Die chinesische Zentralbank hat auf den dramatischen Kurssturz an den Börsen reagiert und ihre Geldpolitik überraschend gelockert. Um die Konjunktur zu beleben und die Aktienmärkte zu stabilisieren, senkte die Notenbank die wichtigsten Leitzinsen.
Die Zinsen für Einlagen und Kredite wurden um jeweils 0,25 Prozentpunkte gesenkt, wie die Institution am Dienstag auf ihrer Webseite mitteilte. Der Zins für Einlagen bei der Zentralbank beträgt nun 1,75 Prozent, der für Kredite 4,60 Prozent.

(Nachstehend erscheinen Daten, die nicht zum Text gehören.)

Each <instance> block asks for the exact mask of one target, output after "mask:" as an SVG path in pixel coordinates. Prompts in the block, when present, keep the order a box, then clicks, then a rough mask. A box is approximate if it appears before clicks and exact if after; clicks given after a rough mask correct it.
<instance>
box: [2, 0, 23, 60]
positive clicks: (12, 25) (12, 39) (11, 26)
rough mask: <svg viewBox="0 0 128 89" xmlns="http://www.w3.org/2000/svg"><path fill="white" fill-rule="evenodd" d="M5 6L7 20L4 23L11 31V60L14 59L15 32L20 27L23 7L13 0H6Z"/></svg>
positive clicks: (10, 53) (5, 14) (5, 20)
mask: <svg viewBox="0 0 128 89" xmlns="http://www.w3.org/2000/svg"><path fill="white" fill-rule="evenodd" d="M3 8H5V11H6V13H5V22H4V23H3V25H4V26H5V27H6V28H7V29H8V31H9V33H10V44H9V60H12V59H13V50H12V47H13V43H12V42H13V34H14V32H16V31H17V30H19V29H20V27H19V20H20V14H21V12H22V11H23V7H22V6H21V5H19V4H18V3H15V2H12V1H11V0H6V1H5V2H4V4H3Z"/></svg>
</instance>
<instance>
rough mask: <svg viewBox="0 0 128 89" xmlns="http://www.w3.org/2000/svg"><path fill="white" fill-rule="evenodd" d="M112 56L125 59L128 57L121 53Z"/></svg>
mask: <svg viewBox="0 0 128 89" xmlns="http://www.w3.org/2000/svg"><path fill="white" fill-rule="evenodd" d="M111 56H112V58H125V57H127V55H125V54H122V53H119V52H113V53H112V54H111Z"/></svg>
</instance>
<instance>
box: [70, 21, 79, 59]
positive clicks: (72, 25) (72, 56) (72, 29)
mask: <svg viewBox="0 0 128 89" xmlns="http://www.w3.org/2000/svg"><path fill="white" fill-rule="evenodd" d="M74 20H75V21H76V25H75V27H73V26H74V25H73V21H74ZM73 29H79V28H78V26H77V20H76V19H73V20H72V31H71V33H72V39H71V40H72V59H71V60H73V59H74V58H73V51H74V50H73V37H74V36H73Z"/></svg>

Gleichzeitig senkte die Notenbank den Mindestreservesatz – das Kapital, das Geschäftsbanken bei der Zentralbank hinterlegen müssen. Damit sollen sie mehr Geld für die Kreditvergabe zur Verfügung haben.
Es ist bereits das fünfte Mal seit November, dass die Zentralbank den Leitzins senkte. Sie will damit der Wirtschaft des Landes unter die Arme greifen, die zuletzt schwächelte. Chinas Wachstumsrate bleibe «unter Druck», erklärte die Notenbank.
Schwaches Wachstum
China hatte 2014 mit 7,4 Prozent das schwächste Wirtschaftswachstum seit 1990 verzeichnet. Für das laufende Jahr geht Peking von einem Plus von etwa sieben Prozent aus. Beobachter fürchten aber, dass der angepeilte Wert nicht erreicht wird.
Um die Konjunktur anzukurbeln, hatte die Zentralbank vor zwei Wochen bereits den Yuan abgewertet. Dies brachte allerdings nicht die gewünschte Wirkung, sondern versetzte die Märkte in Aufruhr.
Denn zum einen fürchteten viele, dass es um die zweitgrösste Volkswirtschaft der Welt schlechter stehe als bislang gedacht. Zum anderen verschlechterte die Abwertung auch den Ausblick für die Weltkonjunktur. Denn China ist für viele europäische und amerikanische Unternehmen, die nun mit wechselkursbedingten Nachteilen rechnen müssen, einer der wichtigsten Absatzmärkte.
Skeptische Experten
Ob die erneute Leitzinssenkung den gewünschten Effekt bringt und die Talfahrt der Börsen aufhalten kann, ist ebenfalls fraglich. Experten zeigten sich skeptisch.«Theoretisch sollte eine Zinssenkung den Aktienmarkt ankurbeln, aber die einfachen Anleger sind jetzt schwer in Panik, deswegen ist ungewiss, ob dieser Schritt die deprimierte Stimmung an den Märkten ändern kann», sagte die unabhängige Finanzexpertin Ye Tan der Deutschen Presse-Agentur.
«China will zeigen, dass es aktiv und handlungsfähig ist», sagte Marktstratege Christian Jasperneite von der Privatbank MM Warburg. «Allerdings ist fragwürdig, ob die Zinssenkung einen wirklichen realwirtschaftlichen Effekt hat.»
Börsen beruhigt
Auf die Aktienmärkte wirkte der Schritt aber beruhigend. «Das ist das, worauf viele schon am vergangenen Wochenende gesetzt hatten», sagte ein Börsianer. Erste Schnäppchenjäger nutzten das niedrigere Preisniveau zum Wiedereinstieg. «Das sind jetzt Aktien zu Sommerschlussverkaufspreisen», sagte ein Händler.
Der Swiss Market Index (SMI) legte bis am Nachmittag um über 4 Prozent zu. Der Leitindex des deutschen Aktienmarktes, der Dax, gewann sogar fast 4,8 Prozent. Die chinesischen Börsen waren bereits geschlossen.
Bis Börsenschluss war der chinesische Leitindex Shanghai-Composite um 7,6 Prozent in die Tiefe gerauscht und hatte damit seine Talfahrt den dritten Tag in Folge fortgesetzt. Bereits am Freitag und Montag hatte es schwere Kursverluste gegeben.
Analysten begründeten die heftigen Kurseinbrüche vor allem damit, dass die Regierung ihre Stützungskäufe auf Eis gelegt habe. Nach Beginn des Börsencrashs Mitte Juni hatten die Behörden zunächst versucht, die Märkte mit milliardenschweren Interventionen zu stabilisieren. Wie am Montag seien auch am Dienstag neue Hilfen zunächst ausgeblieben, bis nach Börsenschluss schliesslich die Zinsen und die Mindestreserven gesenkt wurden.